A control chart can be used to monitor project performance figures such as cost and schedule variances. It primarily helps monitor production and other processes to see if the results are within acceptable limits (i.e. “in control”). A “special cause variation” means the process is out of control.

UPPER AND LOWER CONTROL LIMITS
Control limits are acceptable range of variations of a process’s results. They are shown as two dashed lines. The acceptable range of measurements between the upper and lower control limits is set by the project manager and stakeholders based on the organization’s quality standard. This range is calculated based on +/- 3 sigma (standard deviations). Data points outside this range indicate the process is out of control.

MEAN (AVERAGE)
The mean is indicated by a line in the middle of the control chart. It shows the middle of the range of acceptable variation.

SPECIFICATION LIMITS
Specification limits represent the customer’s expectations or contractual requirements for performance and quality on the project. Specification limits are not calculated like control limits. They are stated by the customers. If the data points are outside the control limits, the process is termed as “Out of Control”, however, if the data points are outside the specification limits, the process starts producing defects.

OUT OF CONTROL
The process is out of a state of statistical control when:
  • A data point falls outside the control limits
  • There are non-random data points; these may be within the upper and lower control limits, such as the rule of seven.
Think of out of control as lack of consistency and predictability in the process or its results.

RULE OF SEVEN
The rule of seven is a thumb rule (also known as heuristics). It refers to a group or series of non-random data points that total seven on one side of the mean. The rule of seven tells the project manager that even if these points are within the control limits, they are not random and the process may be out of control.

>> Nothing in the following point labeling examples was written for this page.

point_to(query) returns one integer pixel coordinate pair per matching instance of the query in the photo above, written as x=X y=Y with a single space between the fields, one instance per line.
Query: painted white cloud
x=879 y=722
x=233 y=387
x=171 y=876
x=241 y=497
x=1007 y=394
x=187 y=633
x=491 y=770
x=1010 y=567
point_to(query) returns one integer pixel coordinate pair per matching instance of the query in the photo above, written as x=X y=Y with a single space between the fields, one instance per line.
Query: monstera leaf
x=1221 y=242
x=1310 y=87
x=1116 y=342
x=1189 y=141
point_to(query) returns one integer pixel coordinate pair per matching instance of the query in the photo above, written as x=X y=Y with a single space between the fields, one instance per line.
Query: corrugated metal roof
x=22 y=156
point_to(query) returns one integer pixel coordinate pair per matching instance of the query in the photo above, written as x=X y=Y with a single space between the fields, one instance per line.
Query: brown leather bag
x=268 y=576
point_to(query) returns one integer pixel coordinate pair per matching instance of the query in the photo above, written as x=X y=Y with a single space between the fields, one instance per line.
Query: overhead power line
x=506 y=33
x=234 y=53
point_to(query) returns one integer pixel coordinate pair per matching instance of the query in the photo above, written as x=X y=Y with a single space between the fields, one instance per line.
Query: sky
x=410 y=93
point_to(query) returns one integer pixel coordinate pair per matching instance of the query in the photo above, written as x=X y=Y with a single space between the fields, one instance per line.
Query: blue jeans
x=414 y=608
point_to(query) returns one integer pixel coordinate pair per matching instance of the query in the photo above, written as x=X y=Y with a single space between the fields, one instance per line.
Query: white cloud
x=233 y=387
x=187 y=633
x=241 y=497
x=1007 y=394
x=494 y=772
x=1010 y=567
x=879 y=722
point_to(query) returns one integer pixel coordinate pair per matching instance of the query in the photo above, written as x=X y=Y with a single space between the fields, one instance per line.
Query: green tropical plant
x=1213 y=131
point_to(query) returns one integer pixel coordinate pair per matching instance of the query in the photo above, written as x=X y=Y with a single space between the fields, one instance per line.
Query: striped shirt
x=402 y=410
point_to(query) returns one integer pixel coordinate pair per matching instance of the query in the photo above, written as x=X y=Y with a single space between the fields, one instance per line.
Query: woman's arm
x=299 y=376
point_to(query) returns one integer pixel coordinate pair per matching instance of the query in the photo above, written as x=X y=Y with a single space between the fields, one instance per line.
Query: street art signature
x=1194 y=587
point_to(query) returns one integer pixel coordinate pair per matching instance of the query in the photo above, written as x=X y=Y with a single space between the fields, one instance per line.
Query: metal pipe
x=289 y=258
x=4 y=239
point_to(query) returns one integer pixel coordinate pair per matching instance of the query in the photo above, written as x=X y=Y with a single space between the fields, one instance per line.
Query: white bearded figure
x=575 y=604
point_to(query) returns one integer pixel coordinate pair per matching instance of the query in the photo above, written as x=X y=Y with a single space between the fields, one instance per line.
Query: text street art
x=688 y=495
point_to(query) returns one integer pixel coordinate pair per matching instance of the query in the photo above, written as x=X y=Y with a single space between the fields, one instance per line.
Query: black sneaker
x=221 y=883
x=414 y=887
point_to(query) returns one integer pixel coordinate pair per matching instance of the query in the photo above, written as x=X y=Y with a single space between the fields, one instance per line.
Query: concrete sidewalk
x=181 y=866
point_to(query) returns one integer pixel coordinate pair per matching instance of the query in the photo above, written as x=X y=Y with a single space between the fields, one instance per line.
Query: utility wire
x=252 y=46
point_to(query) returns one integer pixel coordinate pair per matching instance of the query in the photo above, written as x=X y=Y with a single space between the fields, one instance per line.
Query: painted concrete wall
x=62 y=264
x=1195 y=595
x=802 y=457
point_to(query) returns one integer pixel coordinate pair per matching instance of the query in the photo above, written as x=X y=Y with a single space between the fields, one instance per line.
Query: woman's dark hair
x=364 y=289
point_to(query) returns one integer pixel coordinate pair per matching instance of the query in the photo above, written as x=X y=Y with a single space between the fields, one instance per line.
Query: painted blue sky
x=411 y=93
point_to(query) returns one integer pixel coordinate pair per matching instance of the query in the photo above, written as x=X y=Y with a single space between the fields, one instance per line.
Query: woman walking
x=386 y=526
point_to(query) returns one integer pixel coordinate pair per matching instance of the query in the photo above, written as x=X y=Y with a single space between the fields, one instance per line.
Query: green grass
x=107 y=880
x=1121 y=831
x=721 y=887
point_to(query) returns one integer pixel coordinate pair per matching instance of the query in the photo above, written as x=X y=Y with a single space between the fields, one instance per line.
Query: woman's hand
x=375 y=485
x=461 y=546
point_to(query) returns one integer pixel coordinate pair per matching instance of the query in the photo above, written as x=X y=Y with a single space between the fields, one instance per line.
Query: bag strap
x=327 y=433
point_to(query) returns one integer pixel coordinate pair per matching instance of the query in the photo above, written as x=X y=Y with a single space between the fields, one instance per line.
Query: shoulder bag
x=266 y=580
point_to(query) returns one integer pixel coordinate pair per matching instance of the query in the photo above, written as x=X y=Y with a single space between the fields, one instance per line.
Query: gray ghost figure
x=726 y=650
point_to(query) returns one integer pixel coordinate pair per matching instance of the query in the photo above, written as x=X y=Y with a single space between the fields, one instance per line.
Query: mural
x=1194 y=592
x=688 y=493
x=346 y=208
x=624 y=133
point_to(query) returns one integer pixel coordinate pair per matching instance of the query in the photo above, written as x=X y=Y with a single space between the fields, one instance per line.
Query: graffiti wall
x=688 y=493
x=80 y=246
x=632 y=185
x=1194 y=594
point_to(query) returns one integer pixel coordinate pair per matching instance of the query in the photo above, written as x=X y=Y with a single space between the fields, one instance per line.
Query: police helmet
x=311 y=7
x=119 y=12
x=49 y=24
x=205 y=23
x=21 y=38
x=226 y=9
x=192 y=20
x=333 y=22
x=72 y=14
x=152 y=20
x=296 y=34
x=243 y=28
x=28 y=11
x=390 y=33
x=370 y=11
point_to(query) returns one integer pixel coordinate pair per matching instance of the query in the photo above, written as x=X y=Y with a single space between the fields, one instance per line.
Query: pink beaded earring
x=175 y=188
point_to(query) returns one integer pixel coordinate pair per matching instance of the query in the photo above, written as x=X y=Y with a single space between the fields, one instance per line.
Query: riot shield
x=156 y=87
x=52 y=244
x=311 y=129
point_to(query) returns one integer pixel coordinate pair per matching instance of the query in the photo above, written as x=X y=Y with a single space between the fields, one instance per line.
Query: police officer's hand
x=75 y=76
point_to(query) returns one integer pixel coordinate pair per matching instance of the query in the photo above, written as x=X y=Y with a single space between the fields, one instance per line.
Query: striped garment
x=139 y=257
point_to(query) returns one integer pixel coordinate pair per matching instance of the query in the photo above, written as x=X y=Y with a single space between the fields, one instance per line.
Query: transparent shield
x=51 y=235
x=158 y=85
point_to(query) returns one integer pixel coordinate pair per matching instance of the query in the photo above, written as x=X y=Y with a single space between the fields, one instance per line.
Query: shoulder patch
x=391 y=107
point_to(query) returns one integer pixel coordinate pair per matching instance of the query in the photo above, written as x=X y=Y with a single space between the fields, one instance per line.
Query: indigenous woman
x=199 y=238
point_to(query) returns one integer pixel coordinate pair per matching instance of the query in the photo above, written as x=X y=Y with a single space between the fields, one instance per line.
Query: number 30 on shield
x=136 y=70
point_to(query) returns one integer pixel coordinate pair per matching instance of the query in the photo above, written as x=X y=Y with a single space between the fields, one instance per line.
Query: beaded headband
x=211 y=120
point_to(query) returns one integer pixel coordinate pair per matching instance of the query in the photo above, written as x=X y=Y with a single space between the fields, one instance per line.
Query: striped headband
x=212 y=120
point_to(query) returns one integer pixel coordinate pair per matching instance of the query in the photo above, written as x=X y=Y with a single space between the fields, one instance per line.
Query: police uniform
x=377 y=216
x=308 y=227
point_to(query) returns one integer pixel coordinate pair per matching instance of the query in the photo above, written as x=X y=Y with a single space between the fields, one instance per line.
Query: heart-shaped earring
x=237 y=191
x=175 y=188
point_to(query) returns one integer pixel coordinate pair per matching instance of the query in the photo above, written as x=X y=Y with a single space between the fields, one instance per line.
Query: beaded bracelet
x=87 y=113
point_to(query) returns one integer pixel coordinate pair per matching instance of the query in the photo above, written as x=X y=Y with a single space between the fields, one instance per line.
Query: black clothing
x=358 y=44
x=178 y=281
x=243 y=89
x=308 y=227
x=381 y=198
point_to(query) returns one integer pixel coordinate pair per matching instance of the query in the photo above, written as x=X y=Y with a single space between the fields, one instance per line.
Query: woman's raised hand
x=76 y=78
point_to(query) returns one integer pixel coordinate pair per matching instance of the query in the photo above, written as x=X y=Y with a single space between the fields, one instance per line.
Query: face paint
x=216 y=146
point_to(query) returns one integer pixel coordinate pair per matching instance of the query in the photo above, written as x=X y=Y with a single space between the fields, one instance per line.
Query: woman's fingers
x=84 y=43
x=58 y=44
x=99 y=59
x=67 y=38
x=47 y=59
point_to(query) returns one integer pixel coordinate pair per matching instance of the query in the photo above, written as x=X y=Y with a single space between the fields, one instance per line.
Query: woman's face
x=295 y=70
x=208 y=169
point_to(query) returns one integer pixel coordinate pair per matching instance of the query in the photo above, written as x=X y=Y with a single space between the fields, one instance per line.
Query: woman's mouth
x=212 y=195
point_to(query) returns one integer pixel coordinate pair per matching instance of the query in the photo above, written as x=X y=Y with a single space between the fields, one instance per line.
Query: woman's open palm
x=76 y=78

ASSIGNABLE CAUSE / SPECIAL CAUSE VARIATION
If there is an assignable cause or special cause variation, it means a data point or series of data points require investigation to determine the cause of variation.

BENCHMARKING
This technique involves looking at other projects to get ideas for improvement on the current project and to provide a basis (or benchmark) to use in measuring quality performance.

DESIGN OF EXPERIMENTS (DOE)
DOE uses experimentation to statistically determine what variables will improve quality. DOE is faster and a more accurate statistical method that allows project managers to systematically change all of the important factors in a process and see which combination has a lower impact on the project.

STATISTICAL SAMPLING
Doing quality audits for all the manufactured products in a project might be a time-consuming task. Here, it is best to take a sample of a population. Sampling is used when:
  • Auditing the population may take too long
  • It costs too much
  • Auditing can also be destructive
The sample size and frequency of measurements are determined as a part of the Plan Quality process, and the actual sampling is done in Perform Quality Control.

FLOWCHARTING
The Macro-level flow charting is termed as SIPOC. SIPOC is an acronym for Supplier (S), Inputs (I), Process (P), Output (O) and Customer (C).


Macro-level Flow Charting (SIPOC)


A flowchart shows how a process or system flows from beginning to end and how the elements interrelate. Flow charts can be used in many parts of project management.


Process Flowchart


OUTPUTS OF PLAN QUALITY
Following are the results of the Plan Quality process:
  • Quality Management Plan: The quality management plan is the process to determine what quality is and to put a plan in place to manage quality.
  • Quality Metrics: The project manager needs to think through the areas on the project that are important to measure and decide what measurement systems are acceptable.
  • Checklist: A quality checklist is the list of items to inspect, a list of steps to be performed, or a picture of the item to be inspected, with space to note any defects found.
  • Process Improvement Plan: The plan for improving the processes is called the process improvement plan and it becomes a part of project management plan. Process improvement plan helps save time by increasing efficiency and preventing problems. It also saves money and increases the probability that the customer will be satisfied.
  • Project Management Plan and Project Document Updates: Updates to the project management plan and project documents are needed throughout the project management process.

Quality Check List


PERFORM QUALITY ASSURANCE
Perform Quality Assurance is an execution process that is performed while the project work is being done. Following tools and techniques are used by Perform Quality Assurance process:

PLAN QUALITY AND PERFORM QUALITY CONTROL TOOLS AND TECHNIQUES
The tools and techniques of Plan Quality and Perform Quality Control processes are used as a part of Perform Quality Assurance process.

QUALITY AUDITS
A team of auditors is responsible to see if the project is complying with company policies, standardized practices, and procedures and to determine whether the policies, practices and procedures being used are efficient and effective.

PROCESS ANALYSIS
The process analysis should be planned in at certain points in the project. Process analysis is a part of continuous improvement effort on a project and focuses on identifying improvements that might be needed in processes.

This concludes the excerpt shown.